Closed go-bro closed 7 years ago

go-bro commented 7 years ago

Hello, I am new to Kur and trying to make a sequence-to-sequence model similar to this for machine translation: tensorflow seq2seq model

I need to have variable-length input and variable-length output. I think for output sequence I can use CTC like in the ASR example. To test, I tried setting the input to transcript just like the output of the speech model.

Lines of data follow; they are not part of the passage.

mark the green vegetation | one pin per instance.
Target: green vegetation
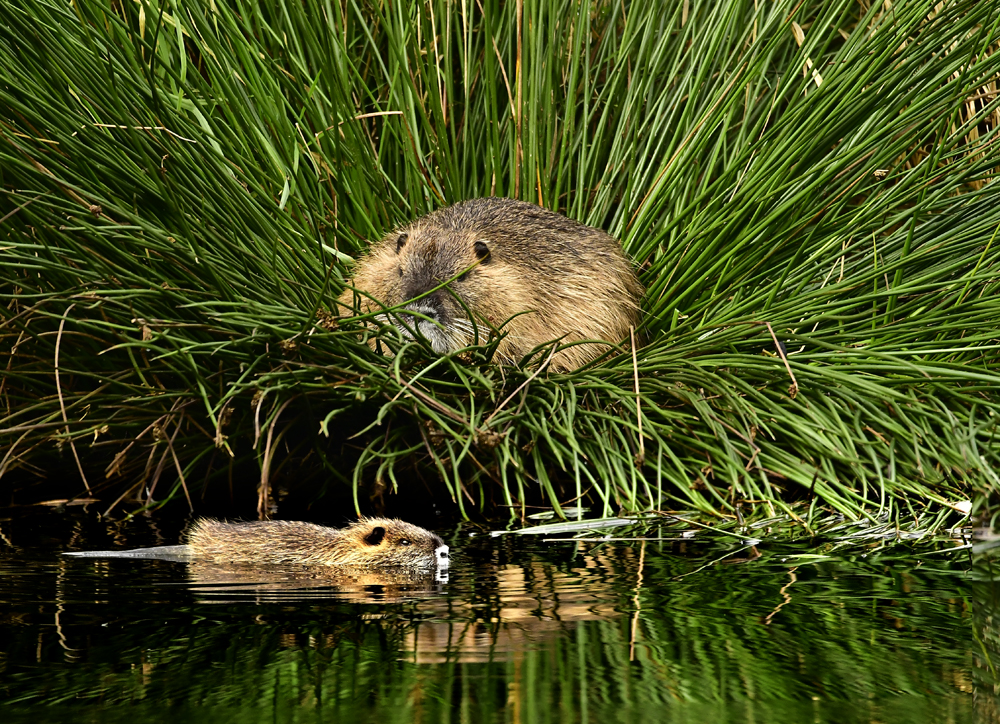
(806, 186)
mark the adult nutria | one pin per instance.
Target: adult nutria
(369, 542)
(535, 273)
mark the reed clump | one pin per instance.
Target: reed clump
(808, 189)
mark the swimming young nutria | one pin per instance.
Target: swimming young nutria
(369, 542)
(535, 273)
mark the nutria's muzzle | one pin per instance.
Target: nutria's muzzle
(441, 556)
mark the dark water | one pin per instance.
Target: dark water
(522, 631)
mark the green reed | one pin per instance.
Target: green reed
(807, 189)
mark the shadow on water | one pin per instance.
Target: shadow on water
(521, 631)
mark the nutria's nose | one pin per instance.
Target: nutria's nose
(427, 310)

This is the error I get:

kur -vvv train translator.yaml
[INFO 2017-02-21 15:29:03,435 kur.kurfile:699] Parsing source: translator.yaml, included by top-level.

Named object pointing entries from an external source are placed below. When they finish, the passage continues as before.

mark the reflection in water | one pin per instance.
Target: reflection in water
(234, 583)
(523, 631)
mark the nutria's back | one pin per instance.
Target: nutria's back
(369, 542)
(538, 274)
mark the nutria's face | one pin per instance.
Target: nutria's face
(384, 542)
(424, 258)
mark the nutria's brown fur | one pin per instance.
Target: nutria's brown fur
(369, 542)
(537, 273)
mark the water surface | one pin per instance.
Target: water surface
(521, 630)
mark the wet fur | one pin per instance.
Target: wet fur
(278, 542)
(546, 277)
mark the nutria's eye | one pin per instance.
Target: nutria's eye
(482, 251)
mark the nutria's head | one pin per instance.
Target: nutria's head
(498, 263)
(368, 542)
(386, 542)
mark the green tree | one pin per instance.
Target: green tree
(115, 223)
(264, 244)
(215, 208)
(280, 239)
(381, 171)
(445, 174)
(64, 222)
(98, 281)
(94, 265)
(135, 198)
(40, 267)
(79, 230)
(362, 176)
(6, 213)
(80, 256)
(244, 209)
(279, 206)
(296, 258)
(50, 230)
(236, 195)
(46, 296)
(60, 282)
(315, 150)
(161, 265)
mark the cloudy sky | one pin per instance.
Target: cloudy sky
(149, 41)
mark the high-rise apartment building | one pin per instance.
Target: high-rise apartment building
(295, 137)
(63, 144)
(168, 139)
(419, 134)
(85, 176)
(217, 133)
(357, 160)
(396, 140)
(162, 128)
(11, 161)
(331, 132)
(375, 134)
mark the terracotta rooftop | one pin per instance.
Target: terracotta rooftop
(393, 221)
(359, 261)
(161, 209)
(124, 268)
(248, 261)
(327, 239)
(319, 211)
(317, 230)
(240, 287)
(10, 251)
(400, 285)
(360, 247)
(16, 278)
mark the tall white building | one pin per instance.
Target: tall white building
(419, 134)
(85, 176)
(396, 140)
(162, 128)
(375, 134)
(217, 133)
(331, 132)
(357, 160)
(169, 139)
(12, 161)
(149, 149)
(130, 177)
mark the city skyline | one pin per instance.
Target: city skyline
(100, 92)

[INFO 2017-02-21 15:29:03,455 kur.kurfile:82] Parsing Kurfile...
[DEBUG 2017-02-21 15:29:03,455 kur.kurfile:784] Parsing Kurfile section: settings
[DEBUG 2017-02-21 15:29:03,461 kur.kurfile:784] Parsing Kurfile section: train
[DEBUG 2017-02-21 15:29:03,466 kur.kurfile:784] Parsing Kurfile section: validate
[DEBUG 2017-02-21 15:29:03,469 kur.kurfile:784] Parsing Kurfile section: test
[DEBUG 2017-02-21 15:29:03,472 kur.kurfile:784] Parsing Kurfile section: evaluate
[DEBUG 2017-02-21 15:29:03,476 kur.containers.layers.placeholder:63] Using short-hand name for placeholder: transcript
[DEBUG 2017-02-21 15:29:03,476 kur.containers.layers.placeholder:97] Placeholder "transcript" has a deferred shape.

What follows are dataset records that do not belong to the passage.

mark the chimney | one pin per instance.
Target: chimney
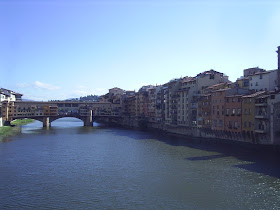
(278, 51)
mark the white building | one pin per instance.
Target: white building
(7, 95)
(263, 81)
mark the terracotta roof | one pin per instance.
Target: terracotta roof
(254, 94)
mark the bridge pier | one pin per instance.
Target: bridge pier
(46, 122)
(88, 120)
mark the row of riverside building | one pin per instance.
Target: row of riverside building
(208, 105)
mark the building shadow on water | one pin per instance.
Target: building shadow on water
(257, 158)
(207, 157)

[DEBUG 2017-02-21 15:29:03,483 kur.containers.layers.output:50] Using short-hand name for output: decoding
[DEBUG 2017-02-21 15:29:03,484 kur.kurfile:784] Parsing Kurfile section: loss
[INFO 2017-02-21 15:29:03,486 kur.loggers.binary_logger:71] Loading log data: log
[DEBUG 2017-02-21 15:29:03,486 kur.loggers.binary_logger:78] Loading old-style binary logger.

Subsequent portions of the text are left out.